本能のみでなく、理性もある。余程思慮深いと意外にも思った。
「偽りないならこちらも安心だな。皆そうであると有難いんだがなあ」
「うむ。しかし他は存ぜぬ、各々考えがありますからな」
「そうか。考えがある、か」
「紫庵様より賜った知識を踏まえ、我らも考える。強きが弱きを守るは道理と知った」
気楽にも毛繕いを始める白虎に皆、拍子抜けしてしまう。
しかし油断してはならないのだと、気を抜かない後藤の不動の圧迫感から感じる。いつ気を変えて襲いかかってくるか分からなかった。
「同時に弱肉強食の道理もな。抗わず降るのが吉と見るが」
「そうもいかなくてな。そう簡単にもいかない事情もある」
「左様か。難儀な世界よ」
ふと顔を上げる白虎の笑みが深まった。
何を捉えたのか、訊ねるまでもなく白い獣人は嬉々として身を低くした。
「あちらは天守といったか」
「そうだが、天守へ行くというなら止めねばならん」
「ほう。君主が座すからか?手はまだ出さぬぞ」
「それでもだ。天守へは獣一匹通す訳にはいかんからな」
「左様か。では如何致す」
びりと震える空気に、触発されたように弾丸が白虎の頭上を掠め飛ぶ。
ニカリと笑った白虎は、四つ足をついたままで首を傾げてみせた。
「引き止められては、お相手致す他ありませんかな」
「話の出来る奴とは争いたくねえんだがなあ」
「同意。後藤殿は良い気質をされておる。長生きされよ」
白虎はひと声、甲高くも鳴いた。
のそりと集まり始める獰猛そうな獣たち。やるしかねえな、と後藤は逞しい腕を空に掲げた。
「陛下の元へは何人たりとも通すな」
怒号に近い声量は、びくりと一同の身を震わせる。
抜刀し身構える白服たちを眺め見て、白虎は満面の笑みを浮かべていた。
「良い緊迫感よ。
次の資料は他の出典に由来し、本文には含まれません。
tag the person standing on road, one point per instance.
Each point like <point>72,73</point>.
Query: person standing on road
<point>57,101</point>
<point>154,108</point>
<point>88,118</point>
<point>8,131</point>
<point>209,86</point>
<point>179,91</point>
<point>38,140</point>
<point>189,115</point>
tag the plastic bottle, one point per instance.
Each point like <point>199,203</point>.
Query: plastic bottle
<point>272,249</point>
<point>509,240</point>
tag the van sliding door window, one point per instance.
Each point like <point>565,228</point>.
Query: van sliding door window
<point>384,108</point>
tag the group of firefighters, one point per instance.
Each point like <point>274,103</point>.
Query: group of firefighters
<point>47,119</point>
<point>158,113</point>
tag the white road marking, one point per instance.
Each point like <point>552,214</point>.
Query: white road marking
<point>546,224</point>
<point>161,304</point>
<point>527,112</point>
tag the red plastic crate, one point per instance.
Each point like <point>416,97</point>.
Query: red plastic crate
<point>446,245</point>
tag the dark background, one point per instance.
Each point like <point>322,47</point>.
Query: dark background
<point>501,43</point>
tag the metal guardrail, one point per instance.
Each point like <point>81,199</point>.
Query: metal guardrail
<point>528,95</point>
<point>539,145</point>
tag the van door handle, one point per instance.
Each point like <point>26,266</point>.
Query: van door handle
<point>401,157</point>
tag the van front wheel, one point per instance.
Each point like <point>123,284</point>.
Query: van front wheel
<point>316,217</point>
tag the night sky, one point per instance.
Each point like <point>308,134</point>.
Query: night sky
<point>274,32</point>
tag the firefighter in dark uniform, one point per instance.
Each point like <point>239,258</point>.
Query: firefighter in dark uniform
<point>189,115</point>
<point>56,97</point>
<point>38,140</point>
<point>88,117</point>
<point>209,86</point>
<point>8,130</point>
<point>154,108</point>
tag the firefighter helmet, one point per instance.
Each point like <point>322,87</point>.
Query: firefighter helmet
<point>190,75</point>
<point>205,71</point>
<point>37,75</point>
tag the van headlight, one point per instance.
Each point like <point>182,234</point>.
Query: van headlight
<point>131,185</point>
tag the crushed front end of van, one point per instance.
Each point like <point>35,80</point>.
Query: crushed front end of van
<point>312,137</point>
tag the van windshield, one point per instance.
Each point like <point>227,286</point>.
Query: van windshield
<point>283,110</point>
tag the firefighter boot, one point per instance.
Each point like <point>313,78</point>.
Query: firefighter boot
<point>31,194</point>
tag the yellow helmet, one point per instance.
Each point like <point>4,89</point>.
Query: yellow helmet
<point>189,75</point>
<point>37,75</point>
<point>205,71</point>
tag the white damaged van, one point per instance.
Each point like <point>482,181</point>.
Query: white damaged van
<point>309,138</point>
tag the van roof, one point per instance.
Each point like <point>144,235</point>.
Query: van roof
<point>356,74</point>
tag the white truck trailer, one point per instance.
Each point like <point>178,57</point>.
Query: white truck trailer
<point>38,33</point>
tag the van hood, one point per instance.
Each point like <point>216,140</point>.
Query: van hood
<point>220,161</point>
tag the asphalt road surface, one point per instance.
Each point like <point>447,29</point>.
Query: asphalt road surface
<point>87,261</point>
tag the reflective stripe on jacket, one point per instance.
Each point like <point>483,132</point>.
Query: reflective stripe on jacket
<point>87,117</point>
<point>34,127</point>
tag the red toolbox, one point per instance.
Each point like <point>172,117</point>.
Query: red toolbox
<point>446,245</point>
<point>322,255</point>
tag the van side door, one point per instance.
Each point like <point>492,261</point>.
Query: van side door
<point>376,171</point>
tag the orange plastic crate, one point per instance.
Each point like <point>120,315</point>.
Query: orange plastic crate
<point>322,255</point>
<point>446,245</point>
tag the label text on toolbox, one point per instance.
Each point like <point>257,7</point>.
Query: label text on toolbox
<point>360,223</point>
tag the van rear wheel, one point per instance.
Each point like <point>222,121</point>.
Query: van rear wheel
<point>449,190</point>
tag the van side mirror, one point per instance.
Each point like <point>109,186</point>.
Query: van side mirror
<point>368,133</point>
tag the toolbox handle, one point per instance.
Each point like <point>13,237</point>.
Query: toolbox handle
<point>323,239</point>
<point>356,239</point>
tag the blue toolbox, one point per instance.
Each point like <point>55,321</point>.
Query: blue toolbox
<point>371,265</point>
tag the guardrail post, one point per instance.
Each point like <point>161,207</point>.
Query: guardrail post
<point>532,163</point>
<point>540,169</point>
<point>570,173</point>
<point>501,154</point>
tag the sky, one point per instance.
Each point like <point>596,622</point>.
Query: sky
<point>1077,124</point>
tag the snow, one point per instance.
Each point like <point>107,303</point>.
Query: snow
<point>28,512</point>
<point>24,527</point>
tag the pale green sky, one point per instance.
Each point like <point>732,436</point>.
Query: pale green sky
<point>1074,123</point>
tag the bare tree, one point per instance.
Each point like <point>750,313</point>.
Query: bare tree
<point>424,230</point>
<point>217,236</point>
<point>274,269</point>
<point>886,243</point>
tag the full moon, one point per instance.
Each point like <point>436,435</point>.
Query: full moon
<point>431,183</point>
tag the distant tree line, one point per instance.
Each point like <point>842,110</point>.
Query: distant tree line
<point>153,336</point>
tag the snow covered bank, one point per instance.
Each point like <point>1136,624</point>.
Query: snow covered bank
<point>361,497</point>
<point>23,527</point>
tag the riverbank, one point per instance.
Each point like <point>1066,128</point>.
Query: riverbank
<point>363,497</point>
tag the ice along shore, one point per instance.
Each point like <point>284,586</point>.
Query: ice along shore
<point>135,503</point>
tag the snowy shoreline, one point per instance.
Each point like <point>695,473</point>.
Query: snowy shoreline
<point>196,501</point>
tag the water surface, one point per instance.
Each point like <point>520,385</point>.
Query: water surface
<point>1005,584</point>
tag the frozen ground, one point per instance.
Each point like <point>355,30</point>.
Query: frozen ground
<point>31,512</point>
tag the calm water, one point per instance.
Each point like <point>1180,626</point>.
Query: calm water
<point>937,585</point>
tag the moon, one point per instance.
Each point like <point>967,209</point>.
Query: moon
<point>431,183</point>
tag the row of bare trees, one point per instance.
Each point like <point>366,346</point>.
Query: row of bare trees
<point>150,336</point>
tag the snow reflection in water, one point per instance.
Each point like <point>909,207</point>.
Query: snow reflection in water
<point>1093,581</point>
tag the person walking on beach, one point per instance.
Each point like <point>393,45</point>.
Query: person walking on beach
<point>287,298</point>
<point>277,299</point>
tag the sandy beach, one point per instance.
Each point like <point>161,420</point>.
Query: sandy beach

少し暴れるだけだ、喰らうなよ」
それを合図に獣たちは地を蹴った。
鋭い牙を覗かせる口元から低く唸り声を上げて、肉を裂く爪で飛びかかる。
鉛玉を身に受けても怯まず襲いかかる群れを、後方の事務員部隊は蒼然として見た。
「下がって、危険だよ」
前に出る事務員を制するが、同様に怯まず飛んだパールグレーの髪が冷えた風に揺れていた。
「ハナミル、一匹ずつよ。挟もう」
シロツメもぎゅっと震える柄を握る。
華麗にも宙を舞うたおやかな姿が、にこりとして頷いた。
涎を撒き散らし向かってくる一匹を飛び越え、投擲した刃はしかし硬い毛並みに弾かれる。続け様に投げつけ、ちらと向いた暗くもつぶらな瞳にぞわりと背も震えた。
(硬いのかしら、藁のようにはいかないわよね)
ダンと飛んだ獣の爪を咄嗟に刀で受ける。その勢いにきゃあと悲鳴をあげて、大きくシロツメはよろめいた。
「大丈夫?そのまま持ってて」
のしかかる獣の背へと、上から体重を乗せ突き刺した。ぱきりと折れる短い刀身に、愕然としてハナミルは飛び退った。
横から白服の脚が獣を蹴り上げる。
ホッとしつつ身を起こしたシロツメは、唇を噛みしめ刀を拾い上げた。
「訓練のようにはいかないから。勝手に動くな」
「で、でも」
「まだ戦えるならこっちに来て。足が竦むなら下がってろ」
言い切る白服の厳しい表情を見上げ、助け起こしてくれるハナミルとシロツメは顔を合わせた。
「やっぱり実戦だときついわね。足手纏いになるかな」
「大丈夫よ、やれるわ」
「無茶しないでよ、安全第一」
「平気よ。ピンチになったら絶対、カッちゃんが助けに来てくれるもん」
勝気な菫色の双眸は疑う事を知らない。
ハナミルは苦笑して、腰元から新たな短刀を抜き取った。
「やるなら俺たちから離れないで。狙うのは眉間。他は弾かれるから」
「は、はい」
「良い刀みたいだけど、扱えないなら君も投擲にして。却って危険だ」
「嫌です。あたしはこれで良いの」
差し出される短刀には目もくれず、シロツメはぎゅっと柄を握る。筋は悪くないと、漣にも言われたのだ。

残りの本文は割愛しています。